Where $z_{\alpha /2}$ is the critical value for the level of confidence, $c=1-\alpha$, such that the area under the standard normal distribution to the right of $z_{\alpha /2}$ is equal to $\frac{\alpha }{2}$,

${\sigma }_1\text{ and }{\sigma }_2\text{ are the two population standard deviations, and}$

$n_1\text{ and }{n}_2\text{ are the two sample sizes}\text{.}$

Calculation:

The margin of error and it is given as,

$E=z_{\frac{\alpha }{2}}\sqrt{\frac{{\sigma }_1^2}{n_1}+\frac{{\sigma }_2^2}{n_2}}$…$\left(1\right)$

Since the level of confidence is 95%, then the level of significance is given as,

$\begin{array}{rll}\alpha & =& 1-0.95\\ & =& 0.05\end{array}$

The value of $z$ from table at $\alpha =0.05$ is $1.96$.

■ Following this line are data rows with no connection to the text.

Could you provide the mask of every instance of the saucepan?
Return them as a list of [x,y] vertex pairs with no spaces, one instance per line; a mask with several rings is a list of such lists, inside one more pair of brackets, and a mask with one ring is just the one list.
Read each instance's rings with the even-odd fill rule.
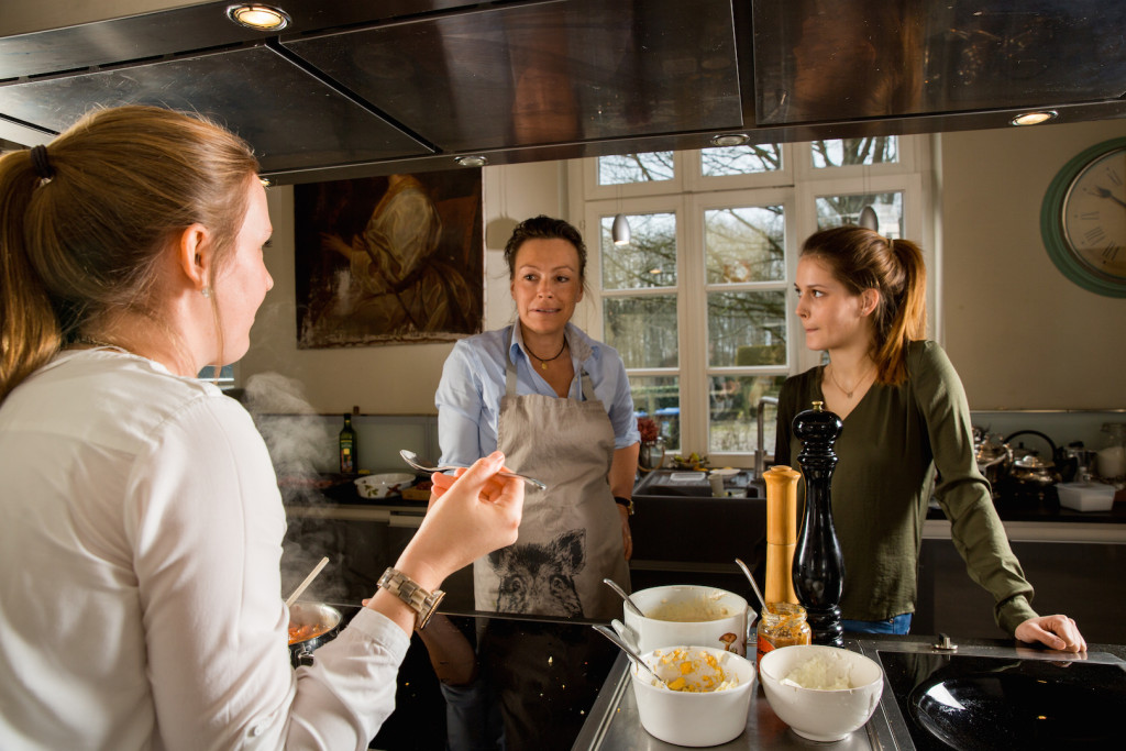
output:
[[313,664],[313,650],[331,642],[343,616],[324,602],[297,602],[289,608],[289,661],[294,668]]

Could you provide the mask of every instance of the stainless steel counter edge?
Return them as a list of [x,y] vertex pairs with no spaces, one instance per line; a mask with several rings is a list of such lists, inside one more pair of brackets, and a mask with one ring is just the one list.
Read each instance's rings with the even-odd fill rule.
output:
[[342,521],[378,521],[392,527],[412,527],[418,529],[426,516],[426,508],[418,506],[346,506],[324,503],[319,506],[285,507],[287,517],[311,517],[316,519],[337,519]]
[[[1010,542],[1126,544],[1126,525],[1094,522],[1002,521]],[[950,522],[927,519],[923,539],[950,539]]]

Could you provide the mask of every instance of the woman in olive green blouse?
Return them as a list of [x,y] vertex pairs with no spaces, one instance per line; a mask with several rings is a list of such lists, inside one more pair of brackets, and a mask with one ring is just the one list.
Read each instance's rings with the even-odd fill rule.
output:
[[811,402],[844,421],[832,479],[844,629],[908,633],[933,495],[971,578],[994,598],[998,625],[1024,642],[1083,651],[1074,620],[1031,608],[1033,587],[977,471],[962,382],[946,352],[923,339],[926,276],[918,245],[855,226],[812,235],[797,265],[805,345],[828,351],[829,365],[783,385],[775,463],[796,459],[792,424]]

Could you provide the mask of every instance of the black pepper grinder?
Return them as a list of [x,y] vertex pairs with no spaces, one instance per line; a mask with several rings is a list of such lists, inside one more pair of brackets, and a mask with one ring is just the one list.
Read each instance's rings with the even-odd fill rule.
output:
[[805,475],[805,515],[794,552],[794,592],[808,614],[814,644],[843,646],[841,590],[844,558],[833,529],[830,480],[837,466],[833,442],[843,423],[833,412],[813,402],[813,409],[794,418],[794,435],[804,444],[797,462]]

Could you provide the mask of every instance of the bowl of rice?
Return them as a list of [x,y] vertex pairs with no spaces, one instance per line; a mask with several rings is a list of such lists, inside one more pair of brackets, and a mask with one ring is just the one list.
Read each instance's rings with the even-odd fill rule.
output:
[[665,743],[720,745],[747,730],[754,663],[708,646],[669,646],[642,655],[662,680],[631,665],[637,715]]
[[779,719],[802,737],[822,742],[863,727],[884,692],[884,671],[875,660],[819,644],[767,652],[759,680]]

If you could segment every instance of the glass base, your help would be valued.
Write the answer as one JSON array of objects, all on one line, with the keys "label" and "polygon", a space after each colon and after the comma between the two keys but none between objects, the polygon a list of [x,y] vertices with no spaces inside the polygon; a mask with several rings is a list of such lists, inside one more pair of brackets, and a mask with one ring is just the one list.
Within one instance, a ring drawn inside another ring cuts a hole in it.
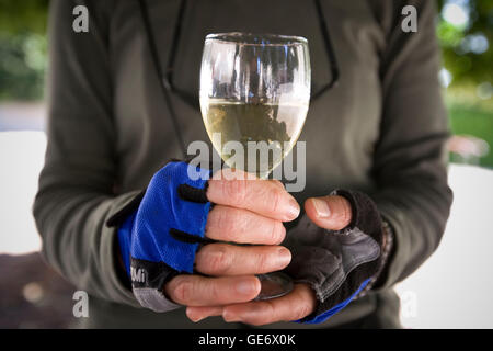
[{"label": "glass base", "polygon": [[262,287],[255,301],[271,299],[289,294],[294,284],[289,275],[282,272],[257,274]]}]

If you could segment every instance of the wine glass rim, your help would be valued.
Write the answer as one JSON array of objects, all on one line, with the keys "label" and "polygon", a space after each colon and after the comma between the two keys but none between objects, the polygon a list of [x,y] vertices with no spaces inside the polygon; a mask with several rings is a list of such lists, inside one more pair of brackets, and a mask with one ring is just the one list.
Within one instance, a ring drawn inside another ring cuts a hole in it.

Substitute the values $\text{4}\text{.1}$ for ${\overline{x}}_1$, $3.7$ for ${\overline{x}}_2$, $0.7$ for ${\sigma }_1$, $49$ for $n_1$, $0.5$ for ${\sigma }_2$, $54$ for $n_2$ and 1.96 for $z_{\frac{\alpha }{2}}$ in the above equation $\left(1\right)$.

$\begin{array}{rll}E& =& 1.96\times \sqrt{\frac{{\left(0.7\right)}^2}{49}+\frac{{\left(0.5\right)}^2}{54}}\\ & =& 0.23706\end{array}$

The confidence interval is $\left(\left({\overline{x}}_1-{\overline{x}}_2\right)-E,\left({\overline{x}}_1-{\overline{x}}_2\right)+E\right)$, that is,

$\begin{array}{rll}\text{Confidence interval}& =& \left(\left(4.1-3.7\right)-0.23706,\left(4.1-3.7\right)+0.23706\right)\\ & =& \left(0.16294,0.63706\right)\end{array}$

Interpretation:

The 95% confidence interval for the true difference between the mean amounts of time spent exercising each week by people who work out in the morning and those who work out in the afternoon or evening at the three health centers, ranges from 0.16294 to 0.63706.